Lifting Measures to Inducing Schemes

TL;DR

This paper investigates conditions under which invariant measures of certain piecewise continuous maps can be lifted to associated inducing schemes, extending previous results to more complex dynamical systems.

Contribution

It establishes liftability of large entropy measures for maps with inducing schemes, generalizing prior work and applying to multidimensional and cusp maps.

Findings

Large entropy measures can be lifted to inducing schemes under natural conditions.

The results apply to one-dimensional cusp maps and some multidimensional maps.
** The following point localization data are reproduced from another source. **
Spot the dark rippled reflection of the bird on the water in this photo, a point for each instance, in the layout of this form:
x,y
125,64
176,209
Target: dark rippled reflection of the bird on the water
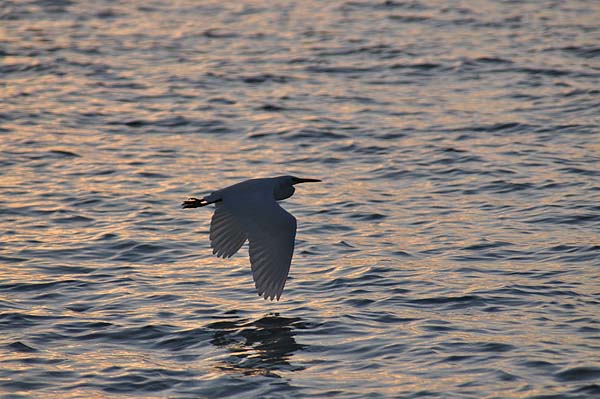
x,y
261,346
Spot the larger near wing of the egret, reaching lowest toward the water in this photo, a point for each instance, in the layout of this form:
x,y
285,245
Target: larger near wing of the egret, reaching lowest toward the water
x,y
271,231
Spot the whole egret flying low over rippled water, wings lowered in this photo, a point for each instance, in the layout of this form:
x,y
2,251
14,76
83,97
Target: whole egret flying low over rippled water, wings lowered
x,y
249,211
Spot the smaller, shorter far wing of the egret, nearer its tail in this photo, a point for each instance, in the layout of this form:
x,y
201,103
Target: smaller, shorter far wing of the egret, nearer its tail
x,y
226,234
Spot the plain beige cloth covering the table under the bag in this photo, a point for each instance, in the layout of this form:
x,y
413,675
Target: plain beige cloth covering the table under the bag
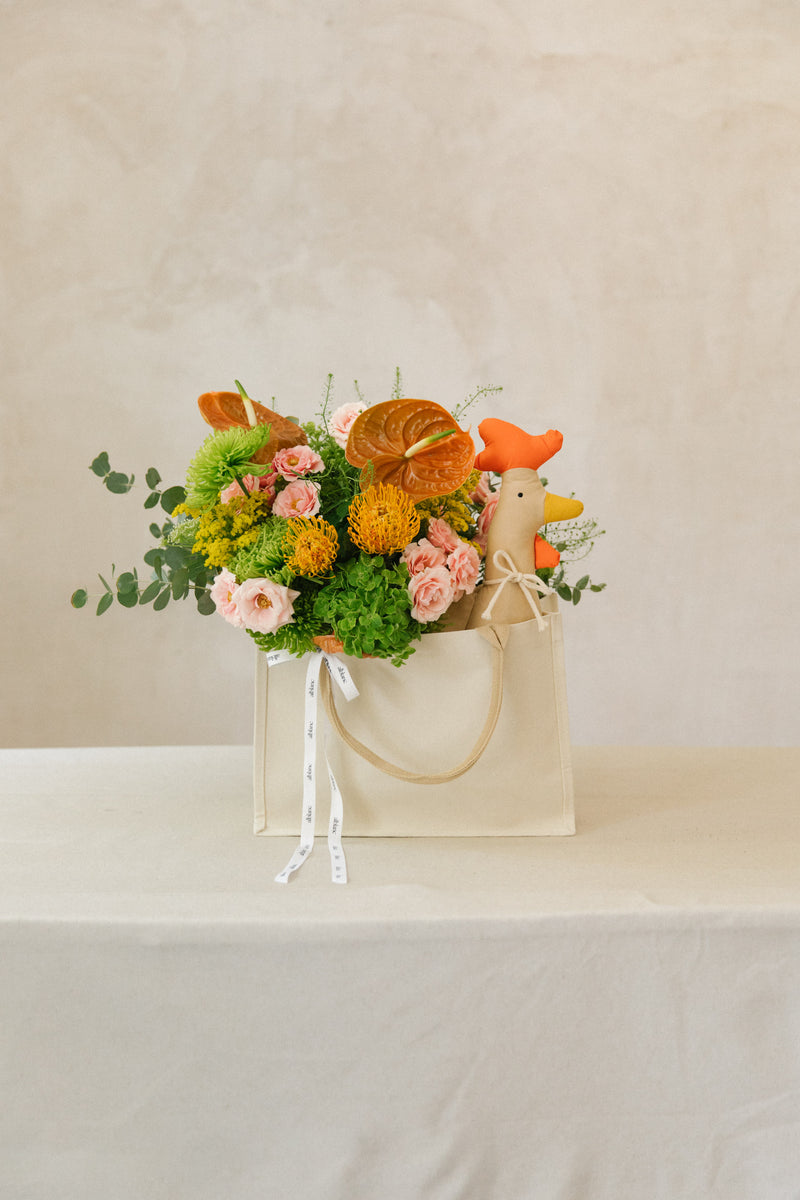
x,y
611,1016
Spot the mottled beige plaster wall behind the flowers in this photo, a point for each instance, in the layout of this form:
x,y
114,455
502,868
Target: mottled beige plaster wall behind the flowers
x,y
596,205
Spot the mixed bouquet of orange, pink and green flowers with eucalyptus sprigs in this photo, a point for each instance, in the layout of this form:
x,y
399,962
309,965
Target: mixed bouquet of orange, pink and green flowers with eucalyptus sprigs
x,y
358,532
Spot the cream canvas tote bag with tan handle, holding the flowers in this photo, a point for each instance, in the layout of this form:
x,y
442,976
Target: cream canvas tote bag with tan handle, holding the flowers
x,y
468,739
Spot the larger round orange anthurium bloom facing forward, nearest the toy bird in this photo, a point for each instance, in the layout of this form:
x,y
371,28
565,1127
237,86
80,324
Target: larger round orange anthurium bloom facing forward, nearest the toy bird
x,y
413,445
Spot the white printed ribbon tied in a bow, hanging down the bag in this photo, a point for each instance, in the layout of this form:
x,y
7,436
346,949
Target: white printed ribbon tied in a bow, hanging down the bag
x,y
344,680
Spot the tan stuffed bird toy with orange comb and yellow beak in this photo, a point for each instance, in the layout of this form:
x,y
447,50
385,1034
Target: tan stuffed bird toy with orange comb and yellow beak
x,y
515,550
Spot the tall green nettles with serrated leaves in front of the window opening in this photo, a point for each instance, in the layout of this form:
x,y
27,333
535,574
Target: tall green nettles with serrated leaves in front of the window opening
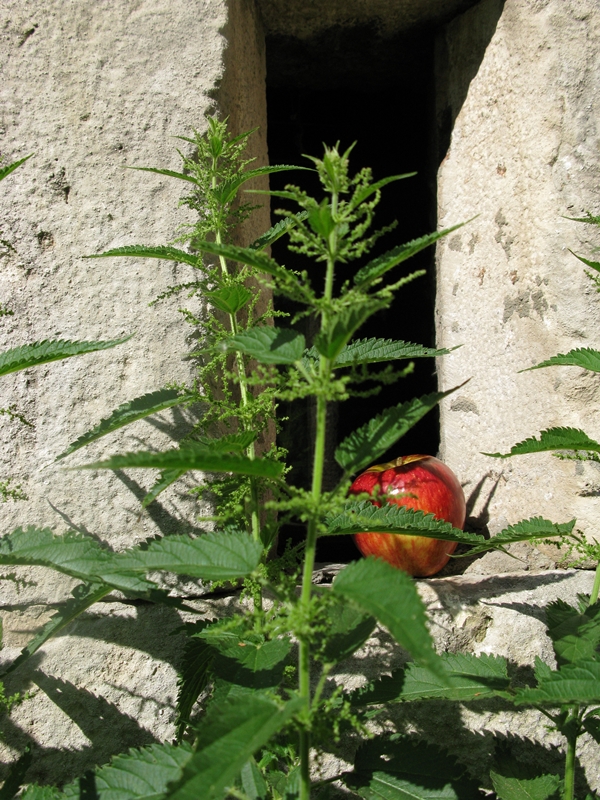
x,y
265,675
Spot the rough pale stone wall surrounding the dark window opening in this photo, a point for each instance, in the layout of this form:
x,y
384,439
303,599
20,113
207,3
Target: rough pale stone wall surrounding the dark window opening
x,y
89,92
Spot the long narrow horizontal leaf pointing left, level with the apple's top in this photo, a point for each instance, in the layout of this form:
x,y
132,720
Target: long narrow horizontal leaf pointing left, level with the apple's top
x,y
191,456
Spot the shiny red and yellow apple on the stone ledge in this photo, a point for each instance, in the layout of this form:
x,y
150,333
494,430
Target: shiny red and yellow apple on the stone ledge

Connections between inducing schemes and Markov extensions are clarified.

Abstract

In this paper we study the liftability property for piecewise continuous maps of compact metric spaces, which admit inducing schemes in the sense of Pesin and Senti [PS05, PS06]. We show that under some natural assumptions on the inducing schemes - which hold for many known examples - any invariant ergodic Borel probability measure of sufficiently large entropy can be lifted to the tower associated with the inducing scheme. The argument uses the construction of connected Markov extensions due to Buzzi [Buz99], his results on the liftability of measures of large entropy, and a generalization of some results by Bruin [Bru95] on relations between inducing schemes and Markov extensions. We apply our results to study the liftability problem for one-dimensional cusp maps (in particular, unimodal and multimodal maps) and for some multidimensional maps.